US 12,242,822 B2
	Custom models for source code generation via prefix-tuning
Colin Bruce Clement, Seattle, WA (US); Neelakantan Sundaresan, Bellevue, WA (US); Alexey Svyatkovskiy, Bellevue, WA (US); Michele Tufano, Bellevue, WA (US); and Andrei Zlotchevski, Brossard (CA)
Assigned to Microsoft Technology Licensing, LLC., Redmond, WA (US)
Filed by MICROSOFT TECHNOLOGY LICENSING, LLC., Redmond, WA (US)
Filed on Mar. 13, 2024, as Appl. No. 18/603,214.
Application 18/603,214 is a continuation of application No. 17/535,391, filed on Nov. 24, 2021, granted, now 11,947,935.
Prior Publication US 2024/0220215 A1, Jul. 4, 2024
This patent is subject to a terminal disclaimer.
Int. Cl.
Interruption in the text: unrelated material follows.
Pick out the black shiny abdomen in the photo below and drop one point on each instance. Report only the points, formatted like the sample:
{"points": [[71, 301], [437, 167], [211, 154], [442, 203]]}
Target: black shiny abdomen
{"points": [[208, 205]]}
G06F 9/44 (2018.01); G06F 8/35 (2018.01); G06N 3/084 (2023.01); G06N 3/048 (2023.01)

CPC G06F 8/35 (2013.01) [G06N 3/084 (2013.01); G06N 3/048 (2023.01)]

20 Claims

1. A system comprising:

a processor; and

a memory that stores a program configured to be executed by the processor, the program comprises instructions that when executed perform acts that:

obtain, in a local execution environment, a pre-trained deep learning model trained to perform a first source code generation task, wherein the pre-trained deep learning model comprises a plurality of transformer blocks, wherein the plurality of transformer blocks comprises a plurality of model parameters;

receive, from a remote execution environment, tuning data to tune the pre-trained deep learning model to perform a second source code generation task, wherein the tuning data comprises a plurality of trainable parameters and source code samples, wherein the plurality of trainable parameters is separate from the plurality of model parameters;

tune, in the local execution environment, the pre-trained deep learning model to learn to perform the second source code generation task through application of the tuning data to the plurality of transformer blocks, wherein the plurality of model parameters is kept frozen and the plurality of trainable parameters are updated in the plurality of transformer blocks, wherein the local execution environment differs from the remote execution environment;

output hidden states from a last transformer block of the plurality of transformer blocks to the remote execution environment;

receive from the remote execution environment an error loss obtained from the outputted hidden states; and

update the plurality of trainable parameters in each of the plurality of transformer blocks based on the error loss.